Question

Indefinite integral of Sin(2x)^2(cos(2x))^2dx

Answer 1

integration by parts?

Answer 2

no need :)

Answer 3

u sub

Answer 4

still trying to learn intergrals better... I can derive all day long :) but turning around and going back is killin' me :)

Answer 5

Yea same here. Deriving is easy for me, going back is whats hurting me

Answer 6

you can take :\[u = \sin^2 2u\]\[du = 4\cos^2 2u\]

so :

\[=1/4 \int\limits_{}^{} u du\]

= 1/4 [ sin^2 2x/2]

I guess :)

Answer 7

or integration by parts if you want, but that'll be complicated ^_^

Answer 8

orect me if I'm wrong please.

Answer 9

correct*

Answer 10

so, basicaly, I could "reverse" these calculations, if i use the antiderivative, right?

Answer 11

yep ^_^, by using the antiderivative, you get the original function

Answer 12

i knew it

Answer 13

lol

Answer 14

Oh!

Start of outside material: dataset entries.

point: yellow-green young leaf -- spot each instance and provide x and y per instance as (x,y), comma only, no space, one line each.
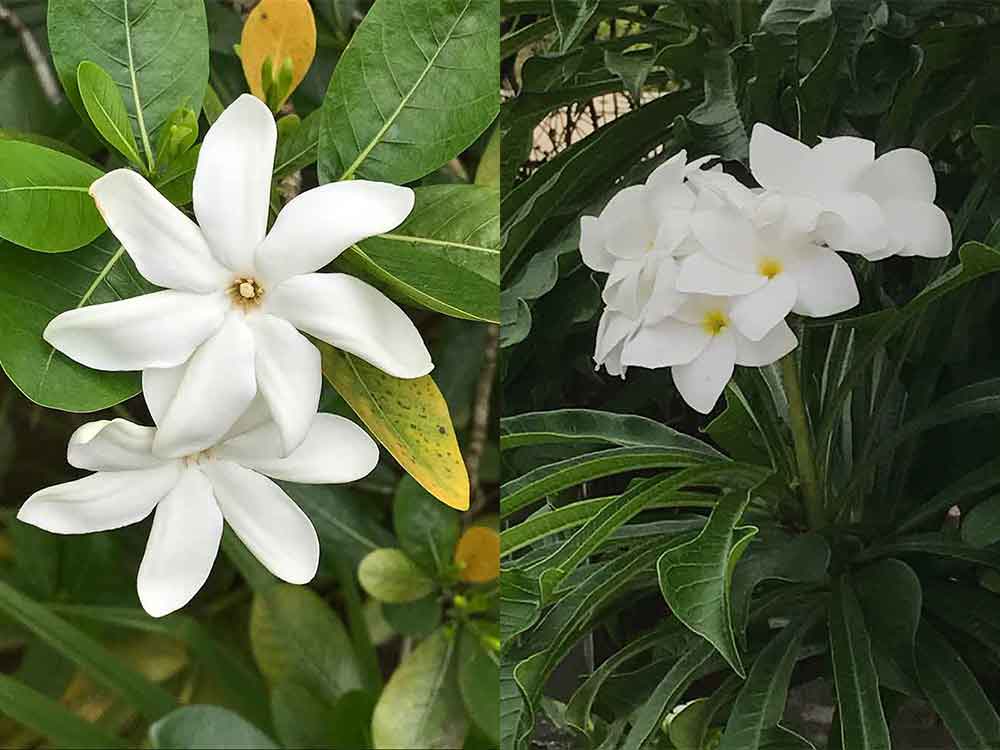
(280,30)
(421,706)
(390,576)
(409,417)
(103,102)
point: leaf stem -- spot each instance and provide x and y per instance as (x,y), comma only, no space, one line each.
(802,439)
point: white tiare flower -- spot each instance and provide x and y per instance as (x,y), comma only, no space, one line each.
(192,495)
(701,345)
(227,326)
(763,257)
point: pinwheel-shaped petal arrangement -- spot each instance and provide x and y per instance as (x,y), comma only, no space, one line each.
(237,299)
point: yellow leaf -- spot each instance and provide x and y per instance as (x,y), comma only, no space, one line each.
(280,30)
(477,555)
(409,417)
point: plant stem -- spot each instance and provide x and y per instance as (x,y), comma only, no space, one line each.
(802,438)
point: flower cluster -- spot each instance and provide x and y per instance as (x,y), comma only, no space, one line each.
(231,382)
(703,271)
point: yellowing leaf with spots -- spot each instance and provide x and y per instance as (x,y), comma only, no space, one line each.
(478,555)
(285,32)
(409,417)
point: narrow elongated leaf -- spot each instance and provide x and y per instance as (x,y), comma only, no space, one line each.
(862,721)
(409,417)
(417,85)
(103,102)
(421,706)
(44,203)
(445,256)
(34,288)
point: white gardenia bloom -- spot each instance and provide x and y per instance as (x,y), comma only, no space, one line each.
(701,344)
(192,495)
(761,255)
(227,325)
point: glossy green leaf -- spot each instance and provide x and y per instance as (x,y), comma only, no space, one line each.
(444,257)
(417,85)
(34,288)
(44,199)
(197,727)
(862,720)
(421,706)
(104,104)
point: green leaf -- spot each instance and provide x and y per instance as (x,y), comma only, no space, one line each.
(38,184)
(416,86)
(99,664)
(444,257)
(390,576)
(198,727)
(37,711)
(103,102)
(954,693)
(862,721)
(295,635)
(156,54)
(479,683)
(695,577)
(34,288)
(421,706)
(427,530)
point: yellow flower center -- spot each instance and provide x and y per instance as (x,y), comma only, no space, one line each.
(714,322)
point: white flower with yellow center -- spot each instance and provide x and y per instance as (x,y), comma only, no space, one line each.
(227,326)
(193,494)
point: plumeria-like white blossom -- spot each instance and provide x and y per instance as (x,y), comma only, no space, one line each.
(227,325)
(192,495)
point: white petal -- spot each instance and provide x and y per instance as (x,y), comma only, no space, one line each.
(335,451)
(217,386)
(354,316)
(318,225)
(825,283)
(102,501)
(701,382)
(776,160)
(165,245)
(115,445)
(232,182)
(288,377)
(272,527)
(700,273)
(154,330)
(757,313)
(666,343)
(775,345)
(182,546)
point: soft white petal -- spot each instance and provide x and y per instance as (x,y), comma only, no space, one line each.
(102,501)
(334,451)
(112,445)
(161,329)
(354,316)
(182,546)
(702,274)
(272,527)
(165,245)
(288,377)
(701,382)
(775,345)
(669,342)
(776,160)
(318,225)
(232,182)
(757,313)
(825,283)
(217,387)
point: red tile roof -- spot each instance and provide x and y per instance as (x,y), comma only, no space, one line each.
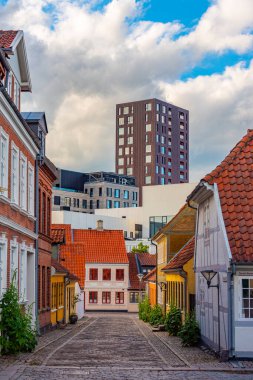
(73,257)
(234,179)
(183,256)
(107,246)
(133,271)
(58,235)
(150,276)
(7,37)
(147,259)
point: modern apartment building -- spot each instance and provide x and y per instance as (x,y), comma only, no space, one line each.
(152,142)
(85,192)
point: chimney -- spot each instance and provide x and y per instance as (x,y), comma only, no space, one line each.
(100,225)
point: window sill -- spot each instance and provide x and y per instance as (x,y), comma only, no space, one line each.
(4,199)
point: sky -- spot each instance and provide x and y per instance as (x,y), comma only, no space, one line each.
(86,56)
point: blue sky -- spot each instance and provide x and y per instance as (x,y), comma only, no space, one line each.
(196,54)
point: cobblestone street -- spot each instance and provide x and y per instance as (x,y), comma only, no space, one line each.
(115,346)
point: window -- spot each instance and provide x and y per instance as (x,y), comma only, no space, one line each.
(106,274)
(148,106)
(108,203)
(23,182)
(121,120)
(14,263)
(109,192)
(134,297)
(116,204)
(119,297)
(148,180)
(126,194)
(121,131)
(14,173)
(119,274)
(116,193)
(4,151)
(93,297)
(148,127)
(247,298)
(121,161)
(3,264)
(93,274)
(22,274)
(106,297)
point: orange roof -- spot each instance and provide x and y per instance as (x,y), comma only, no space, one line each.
(150,276)
(107,246)
(73,257)
(7,37)
(133,271)
(183,256)
(234,178)
(147,259)
(58,235)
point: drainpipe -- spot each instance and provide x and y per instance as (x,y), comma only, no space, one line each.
(156,273)
(37,163)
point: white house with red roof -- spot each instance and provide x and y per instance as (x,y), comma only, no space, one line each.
(106,269)
(224,253)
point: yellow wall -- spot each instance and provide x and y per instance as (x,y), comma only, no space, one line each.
(57,298)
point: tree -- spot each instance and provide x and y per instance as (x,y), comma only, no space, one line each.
(141,248)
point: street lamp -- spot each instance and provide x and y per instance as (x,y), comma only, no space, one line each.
(209,274)
(140,277)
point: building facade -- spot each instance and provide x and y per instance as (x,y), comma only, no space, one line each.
(152,142)
(18,153)
(85,192)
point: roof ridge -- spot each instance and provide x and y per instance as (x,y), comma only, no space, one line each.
(230,157)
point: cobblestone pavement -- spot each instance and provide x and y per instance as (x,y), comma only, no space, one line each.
(116,346)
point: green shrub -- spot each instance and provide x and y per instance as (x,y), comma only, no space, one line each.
(190,332)
(17,332)
(173,320)
(144,310)
(156,316)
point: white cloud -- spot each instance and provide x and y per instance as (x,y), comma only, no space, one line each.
(92,60)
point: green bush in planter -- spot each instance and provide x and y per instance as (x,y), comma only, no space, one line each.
(173,320)
(144,310)
(190,332)
(156,316)
(16,330)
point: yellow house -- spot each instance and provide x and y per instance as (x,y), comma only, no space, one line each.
(62,293)
(180,279)
(169,240)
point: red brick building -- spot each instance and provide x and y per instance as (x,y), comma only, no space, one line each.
(18,152)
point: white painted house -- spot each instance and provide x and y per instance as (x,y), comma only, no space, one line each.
(224,251)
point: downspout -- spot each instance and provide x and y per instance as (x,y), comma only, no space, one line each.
(37,162)
(156,273)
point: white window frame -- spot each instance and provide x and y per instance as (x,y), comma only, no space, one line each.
(4,162)
(14,260)
(30,191)
(3,264)
(23,273)
(23,183)
(14,174)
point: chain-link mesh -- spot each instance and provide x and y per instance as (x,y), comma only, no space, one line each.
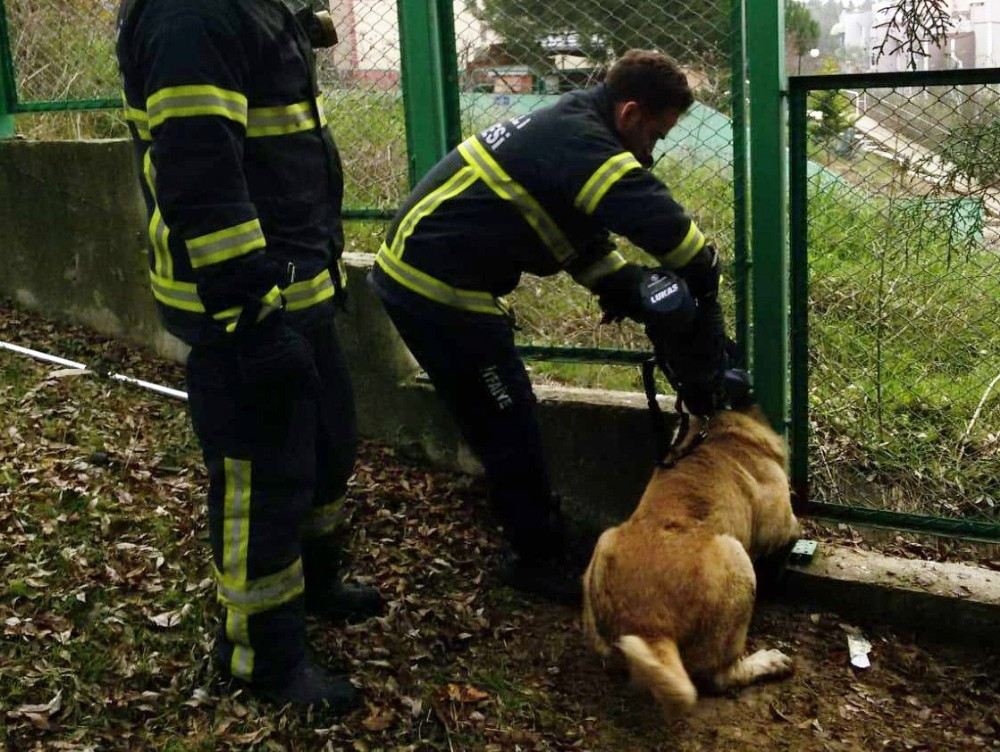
(515,56)
(904,346)
(361,81)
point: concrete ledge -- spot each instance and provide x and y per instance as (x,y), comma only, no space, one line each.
(945,601)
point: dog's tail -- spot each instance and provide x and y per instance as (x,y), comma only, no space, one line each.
(657,666)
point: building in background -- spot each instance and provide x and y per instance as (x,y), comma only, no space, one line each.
(368,52)
(972,42)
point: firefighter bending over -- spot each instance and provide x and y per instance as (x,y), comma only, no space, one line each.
(243,184)
(541,193)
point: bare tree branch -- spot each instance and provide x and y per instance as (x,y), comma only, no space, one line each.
(912,26)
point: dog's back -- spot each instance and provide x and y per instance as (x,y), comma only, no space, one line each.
(673,587)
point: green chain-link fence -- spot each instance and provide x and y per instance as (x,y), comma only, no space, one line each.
(896,225)
(518,55)
(895,362)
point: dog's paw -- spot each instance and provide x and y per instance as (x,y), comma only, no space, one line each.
(771,664)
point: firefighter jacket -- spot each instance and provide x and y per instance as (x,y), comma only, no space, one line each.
(240,174)
(538,193)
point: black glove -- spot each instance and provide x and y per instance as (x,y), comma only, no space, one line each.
(273,357)
(695,360)
(702,273)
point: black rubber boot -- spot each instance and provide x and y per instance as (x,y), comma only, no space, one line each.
(311,685)
(326,594)
(342,603)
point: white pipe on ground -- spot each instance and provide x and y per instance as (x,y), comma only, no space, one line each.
(56,360)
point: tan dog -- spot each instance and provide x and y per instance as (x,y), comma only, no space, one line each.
(673,586)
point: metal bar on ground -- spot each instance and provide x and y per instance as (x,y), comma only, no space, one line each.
(65,362)
(63,105)
(799,269)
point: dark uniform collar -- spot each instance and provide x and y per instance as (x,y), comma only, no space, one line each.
(601,101)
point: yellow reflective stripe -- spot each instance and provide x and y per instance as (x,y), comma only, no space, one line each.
(241,665)
(504,186)
(424,284)
(225,244)
(309,292)
(325,519)
(238,633)
(594,273)
(261,594)
(235,521)
(686,249)
(280,121)
(457,183)
(195,101)
(603,178)
(159,237)
(170,292)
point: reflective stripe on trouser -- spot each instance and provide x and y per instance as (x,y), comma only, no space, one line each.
(272,459)
(477,372)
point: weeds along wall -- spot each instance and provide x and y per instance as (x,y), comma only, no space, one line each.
(896,356)
(896,294)
(509,57)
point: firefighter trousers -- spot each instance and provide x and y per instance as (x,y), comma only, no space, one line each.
(476,371)
(278,466)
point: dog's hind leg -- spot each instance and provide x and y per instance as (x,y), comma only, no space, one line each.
(656,665)
(762,665)
(593,587)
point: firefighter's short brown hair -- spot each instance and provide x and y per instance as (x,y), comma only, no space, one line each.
(651,79)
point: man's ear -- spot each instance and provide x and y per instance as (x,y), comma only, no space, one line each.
(626,114)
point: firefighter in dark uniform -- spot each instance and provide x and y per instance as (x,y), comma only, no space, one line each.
(243,184)
(540,193)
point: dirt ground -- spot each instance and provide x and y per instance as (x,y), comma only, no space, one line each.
(105,607)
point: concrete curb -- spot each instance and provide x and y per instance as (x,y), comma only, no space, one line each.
(953,602)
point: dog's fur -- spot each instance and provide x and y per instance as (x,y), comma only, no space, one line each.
(672,588)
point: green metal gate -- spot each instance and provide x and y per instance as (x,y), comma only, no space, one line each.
(421,72)
(895,244)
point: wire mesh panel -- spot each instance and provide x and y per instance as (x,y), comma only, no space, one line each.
(515,56)
(904,299)
(361,82)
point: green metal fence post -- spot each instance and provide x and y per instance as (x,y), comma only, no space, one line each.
(741,259)
(430,81)
(8,90)
(799,261)
(768,218)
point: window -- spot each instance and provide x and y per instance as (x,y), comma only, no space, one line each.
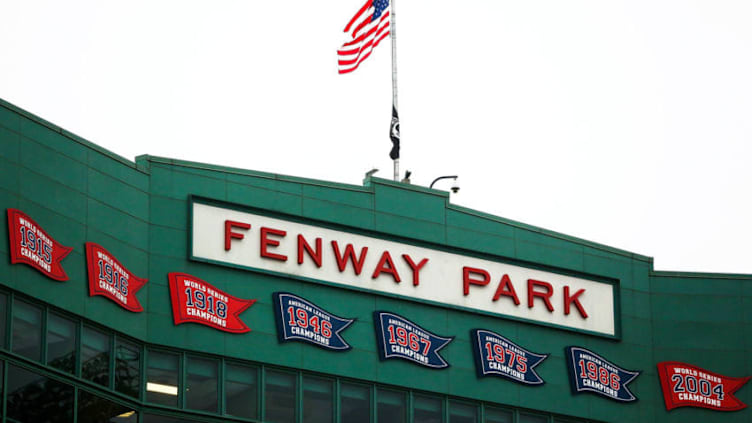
(27,330)
(95,356)
(280,397)
(241,391)
(162,378)
(317,400)
(391,406)
(32,397)
(355,403)
(127,368)
(201,385)
(427,410)
(61,343)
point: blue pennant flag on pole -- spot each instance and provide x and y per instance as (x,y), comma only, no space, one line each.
(300,320)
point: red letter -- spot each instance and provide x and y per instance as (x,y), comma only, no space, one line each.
(415,268)
(273,242)
(229,234)
(546,296)
(466,281)
(573,299)
(350,255)
(386,258)
(315,255)
(507,289)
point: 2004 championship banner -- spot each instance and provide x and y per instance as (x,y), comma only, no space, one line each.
(496,355)
(398,337)
(590,372)
(685,385)
(31,245)
(300,319)
(110,279)
(194,300)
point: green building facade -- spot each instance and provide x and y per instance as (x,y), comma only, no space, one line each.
(67,356)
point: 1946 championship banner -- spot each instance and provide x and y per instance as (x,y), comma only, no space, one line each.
(31,245)
(685,385)
(194,300)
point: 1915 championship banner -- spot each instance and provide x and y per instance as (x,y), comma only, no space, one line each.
(194,300)
(590,372)
(110,279)
(497,355)
(301,320)
(685,385)
(398,337)
(31,245)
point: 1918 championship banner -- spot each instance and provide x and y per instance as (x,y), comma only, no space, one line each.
(31,245)
(300,319)
(685,385)
(497,355)
(590,372)
(398,337)
(110,279)
(194,300)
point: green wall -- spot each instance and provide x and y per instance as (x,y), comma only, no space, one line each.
(79,192)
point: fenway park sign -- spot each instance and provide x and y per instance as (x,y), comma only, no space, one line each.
(239,238)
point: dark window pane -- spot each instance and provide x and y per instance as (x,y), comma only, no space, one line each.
(280,397)
(317,400)
(27,330)
(241,391)
(391,407)
(462,413)
(61,343)
(355,403)
(93,409)
(498,416)
(162,378)
(95,356)
(35,398)
(427,410)
(201,386)
(127,368)
(530,418)
(3,318)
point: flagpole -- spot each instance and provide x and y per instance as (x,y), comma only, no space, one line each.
(393,34)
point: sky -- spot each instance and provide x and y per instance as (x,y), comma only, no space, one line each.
(627,123)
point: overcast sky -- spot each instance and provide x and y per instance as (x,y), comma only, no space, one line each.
(627,123)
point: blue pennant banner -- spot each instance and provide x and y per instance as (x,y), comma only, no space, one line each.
(400,338)
(497,355)
(301,320)
(590,372)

Hmm is \[ \sin ^{2}2u=\sin (2u)^{2}\]

Answer 15

why sin^2 2u? it should be sin^2 (2x)/2

I jumped a step ahead lol

Answer 16

yes, that is right

Answer 17

becareful, put the brackets all over the thing (sin2u)^2 ^_^

Answer 18

yes, brackets are LIFESAVERS, i remember how i spent 2 sleeples days trying to find a bug in my program code just to realise a pair of brackets was missing and hence the result was rong

Answer 19

LOL! I don't like that feeling! >_<

Answer 20

yeah, it really sucks.... debuging can be bloody annoying

Answer 21

._. tell me abt it

Answer 22

haha! im doing this calculus to be a doctor...i honestly dont know when im going to integrate anything while being one though lol

Answer 23

sorius did you get your answer? ^_^

Answer 24

lol, mathematics is found everywhere

Answer 25

working on it right now lol

Answer 26

you use it to compute the area of something

Answer 27

or anything really, not just area

Answer 28

there is alot more :)